In summary, our results show that CpG co-stimulation in iNKT cells can modulate TCR-induced activation independently of APC-derived signals and that the effects mediated by CpG depend, at least in part, on MyD88 signaling. These effects seem to operate through the blocking of MAPK and TCR pathway signaling via the induction of certain phosphatases such as DUSP1 and SHP-1. This may have some biological value in that excessive iNKT cell activation in response to microbial insults needs a regulatory apparatus to avoid unwanted cytokine-mediated immunopathology.

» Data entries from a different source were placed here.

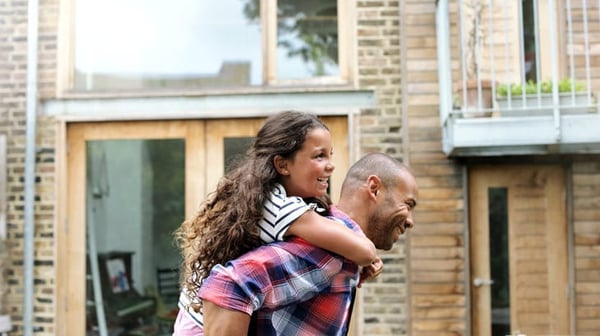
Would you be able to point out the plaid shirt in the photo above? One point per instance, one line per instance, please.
(291, 288)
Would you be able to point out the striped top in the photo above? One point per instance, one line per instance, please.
(279, 212)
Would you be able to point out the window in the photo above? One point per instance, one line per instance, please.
(153, 44)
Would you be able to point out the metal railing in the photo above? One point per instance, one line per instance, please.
(518, 58)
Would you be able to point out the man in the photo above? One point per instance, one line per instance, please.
(294, 288)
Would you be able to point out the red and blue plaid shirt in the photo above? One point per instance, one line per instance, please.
(289, 288)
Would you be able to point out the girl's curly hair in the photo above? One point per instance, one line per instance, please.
(226, 225)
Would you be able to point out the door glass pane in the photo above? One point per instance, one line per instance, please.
(307, 39)
(166, 44)
(135, 200)
(498, 210)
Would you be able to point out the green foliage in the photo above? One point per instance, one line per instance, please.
(531, 87)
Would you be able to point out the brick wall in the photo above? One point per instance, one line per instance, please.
(13, 73)
(384, 309)
(436, 246)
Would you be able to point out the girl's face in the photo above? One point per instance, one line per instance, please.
(307, 173)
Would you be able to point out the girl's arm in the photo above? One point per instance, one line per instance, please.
(333, 236)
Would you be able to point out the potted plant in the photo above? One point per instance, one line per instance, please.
(473, 95)
(535, 99)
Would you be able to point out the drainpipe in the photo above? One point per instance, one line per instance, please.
(30, 149)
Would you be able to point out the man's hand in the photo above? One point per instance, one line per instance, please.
(371, 271)
(219, 321)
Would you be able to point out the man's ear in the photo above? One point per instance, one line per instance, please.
(374, 185)
(280, 165)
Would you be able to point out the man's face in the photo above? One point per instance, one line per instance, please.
(393, 213)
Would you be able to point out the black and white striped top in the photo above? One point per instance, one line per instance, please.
(279, 212)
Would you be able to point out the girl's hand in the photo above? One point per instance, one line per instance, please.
(371, 271)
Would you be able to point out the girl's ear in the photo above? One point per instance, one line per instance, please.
(280, 165)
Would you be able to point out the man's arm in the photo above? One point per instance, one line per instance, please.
(224, 322)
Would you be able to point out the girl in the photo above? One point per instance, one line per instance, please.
(291, 155)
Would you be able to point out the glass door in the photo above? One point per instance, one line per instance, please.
(129, 185)
(518, 240)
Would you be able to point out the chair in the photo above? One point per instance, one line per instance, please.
(167, 280)
(124, 305)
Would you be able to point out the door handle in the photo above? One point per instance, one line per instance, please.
(478, 282)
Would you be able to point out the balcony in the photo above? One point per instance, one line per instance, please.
(519, 77)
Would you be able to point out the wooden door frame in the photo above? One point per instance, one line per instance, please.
(70, 236)
(558, 232)
(70, 239)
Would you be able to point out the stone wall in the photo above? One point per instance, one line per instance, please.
(13, 82)
(381, 130)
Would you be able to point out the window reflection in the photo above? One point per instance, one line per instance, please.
(165, 44)
(307, 39)
(200, 44)
(135, 200)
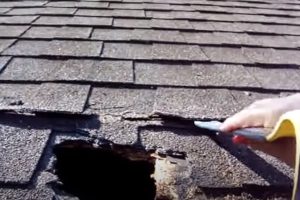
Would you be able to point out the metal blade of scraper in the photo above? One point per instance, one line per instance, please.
(256, 134)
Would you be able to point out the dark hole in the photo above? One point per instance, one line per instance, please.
(106, 172)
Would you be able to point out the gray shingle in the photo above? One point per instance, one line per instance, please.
(17, 19)
(132, 23)
(203, 26)
(12, 31)
(16, 96)
(127, 5)
(4, 10)
(210, 165)
(171, 24)
(165, 74)
(38, 11)
(127, 51)
(178, 52)
(111, 101)
(224, 75)
(5, 43)
(96, 71)
(111, 13)
(245, 98)
(22, 3)
(91, 21)
(294, 39)
(58, 32)
(272, 56)
(225, 54)
(29, 69)
(55, 48)
(195, 103)
(277, 78)
(272, 41)
(201, 38)
(3, 61)
(113, 34)
(82, 4)
(157, 35)
(27, 194)
(20, 151)
(65, 98)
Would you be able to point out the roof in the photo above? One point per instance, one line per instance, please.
(117, 69)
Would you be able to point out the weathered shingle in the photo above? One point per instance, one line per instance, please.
(39, 11)
(225, 54)
(58, 32)
(194, 103)
(3, 61)
(276, 78)
(127, 51)
(165, 74)
(22, 3)
(82, 4)
(17, 19)
(111, 13)
(78, 21)
(12, 31)
(5, 43)
(65, 98)
(178, 52)
(114, 101)
(21, 150)
(55, 48)
(95, 71)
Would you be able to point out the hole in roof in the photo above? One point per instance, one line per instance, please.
(108, 171)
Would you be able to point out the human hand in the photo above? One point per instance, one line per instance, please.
(265, 113)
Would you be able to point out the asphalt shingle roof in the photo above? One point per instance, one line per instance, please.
(131, 62)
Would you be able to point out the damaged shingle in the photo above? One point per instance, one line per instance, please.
(55, 48)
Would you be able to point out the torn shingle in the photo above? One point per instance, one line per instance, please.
(20, 150)
(120, 102)
(78, 21)
(164, 74)
(57, 32)
(111, 13)
(42, 11)
(64, 98)
(5, 43)
(55, 48)
(12, 31)
(211, 166)
(17, 19)
(225, 54)
(127, 51)
(277, 78)
(96, 71)
(194, 103)
(178, 52)
(224, 75)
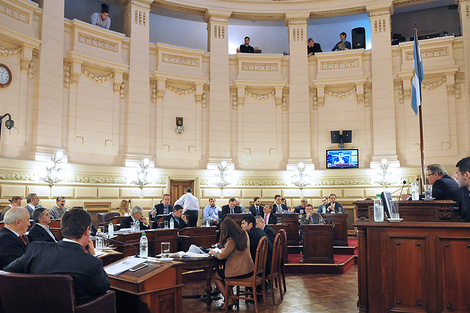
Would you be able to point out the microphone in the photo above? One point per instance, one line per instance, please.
(126, 244)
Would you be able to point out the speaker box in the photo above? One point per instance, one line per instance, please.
(359, 38)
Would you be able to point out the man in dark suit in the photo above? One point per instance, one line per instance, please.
(73, 256)
(312, 47)
(230, 208)
(256, 209)
(255, 234)
(40, 230)
(268, 216)
(12, 240)
(278, 206)
(179, 219)
(162, 208)
(271, 233)
(136, 217)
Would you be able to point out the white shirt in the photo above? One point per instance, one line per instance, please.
(188, 202)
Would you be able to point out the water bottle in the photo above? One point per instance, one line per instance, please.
(110, 229)
(144, 244)
(99, 239)
(378, 209)
(414, 190)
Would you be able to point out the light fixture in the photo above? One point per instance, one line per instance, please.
(179, 126)
(142, 173)
(53, 168)
(9, 124)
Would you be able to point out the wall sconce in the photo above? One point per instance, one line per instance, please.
(142, 173)
(179, 126)
(300, 177)
(9, 123)
(53, 168)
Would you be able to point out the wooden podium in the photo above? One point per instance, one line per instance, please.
(318, 243)
(156, 288)
(340, 237)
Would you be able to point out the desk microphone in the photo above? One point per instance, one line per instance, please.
(126, 244)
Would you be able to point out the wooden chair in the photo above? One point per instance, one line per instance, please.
(258, 278)
(27, 293)
(275, 276)
(283, 245)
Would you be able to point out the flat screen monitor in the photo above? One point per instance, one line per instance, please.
(342, 158)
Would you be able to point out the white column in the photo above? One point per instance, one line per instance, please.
(383, 102)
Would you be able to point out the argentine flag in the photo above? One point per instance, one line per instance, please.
(418, 76)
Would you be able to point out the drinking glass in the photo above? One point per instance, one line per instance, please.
(165, 250)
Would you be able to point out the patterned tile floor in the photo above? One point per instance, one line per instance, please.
(312, 293)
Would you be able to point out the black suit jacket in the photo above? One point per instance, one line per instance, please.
(126, 223)
(89, 277)
(254, 212)
(11, 247)
(38, 233)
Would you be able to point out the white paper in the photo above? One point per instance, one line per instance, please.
(123, 266)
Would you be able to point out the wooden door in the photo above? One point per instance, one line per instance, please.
(178, 188)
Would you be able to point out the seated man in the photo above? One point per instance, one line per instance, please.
(13, 242)
(230, 208)
(256, 209)
(268, 216)
(246, 48)
(162, 208)
(179, 219)
(101, 19)
(255, 234)
(74, 256)
(59, 209)
(343, 44)
(300, 209)
(270, 233)
(40, 230)
(211, 212)
(136, 217)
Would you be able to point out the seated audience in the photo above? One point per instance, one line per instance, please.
(101, 19)
(256, 209)
(235, 252)
(343, 44)
(59, 209)
(74, 256)
(40, 230)
(123, 208)
(136, 217)
(162, 208)
(246, 48)
(270, 233)
(179, 219)
(14, 201)
(211, 212)
(230, 208)
(312, 47)
(332, 206)
(255, 234)
(268, 216)
(12, 238)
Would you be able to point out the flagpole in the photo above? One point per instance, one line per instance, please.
(420, 117)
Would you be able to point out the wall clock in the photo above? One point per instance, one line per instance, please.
(5, 76)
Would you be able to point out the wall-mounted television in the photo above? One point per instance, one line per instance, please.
(342, 158)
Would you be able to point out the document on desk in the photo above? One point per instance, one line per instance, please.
(123, 266)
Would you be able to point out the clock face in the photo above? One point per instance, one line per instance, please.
(5, 76)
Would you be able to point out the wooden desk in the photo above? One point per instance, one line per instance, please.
(199, 236)
(413, 267)
(155, 238)
(318, 243)
(340, 231)
(156, 288)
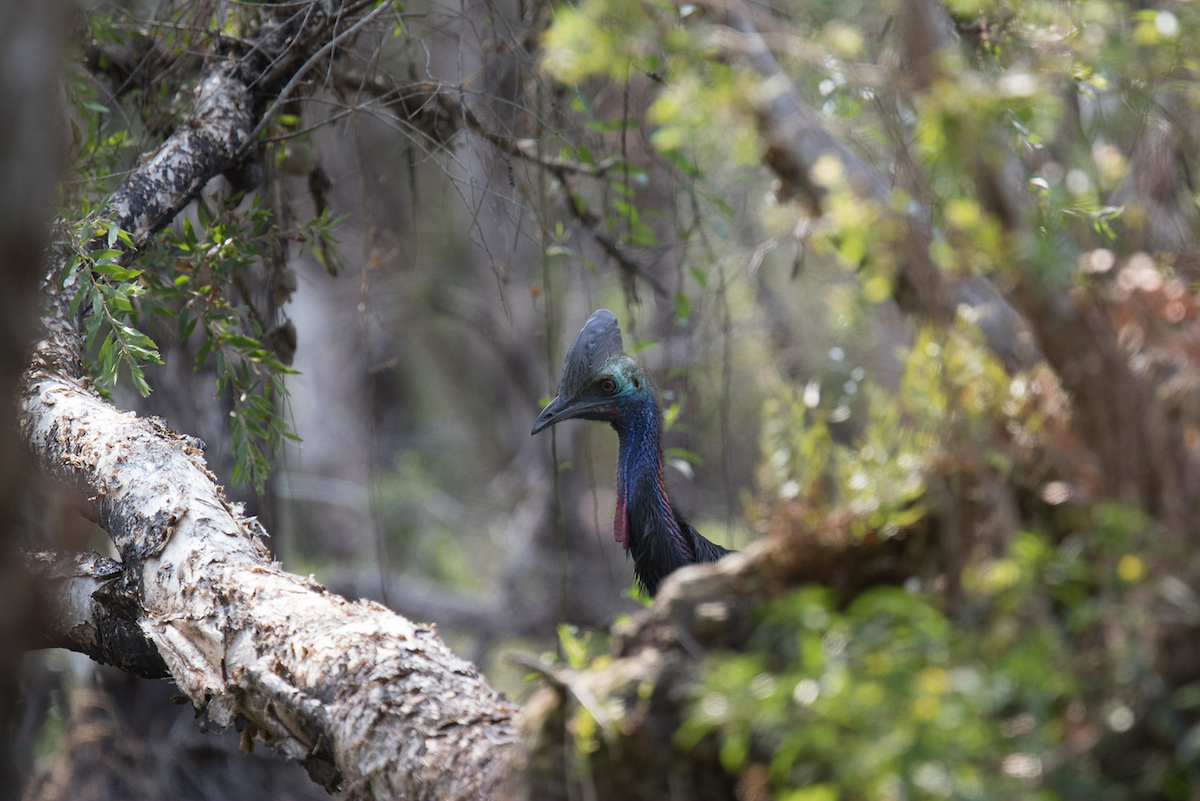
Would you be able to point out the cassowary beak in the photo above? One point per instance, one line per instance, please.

Notably, mouse Vα14 NKT cells are functionally very similar to human Vα24 NKT cells in many ways including their cytotoxic activity against tumor/infected cells and their importance in autoimmunity (Takahashi et al. 2002). Furthermore, α-GalCer is a potent TCR agonist for both mouse and human iNKT cells whose engagement induces the robust production of IFN-γ and IL-4 cytokines. Therefore, our findings may have clinical implications in the control of overactive NKT-cell-mediated complications such as arthritis, liver damage, atherosclerosis and contact hypersensitivity (Chiba et al. 2008).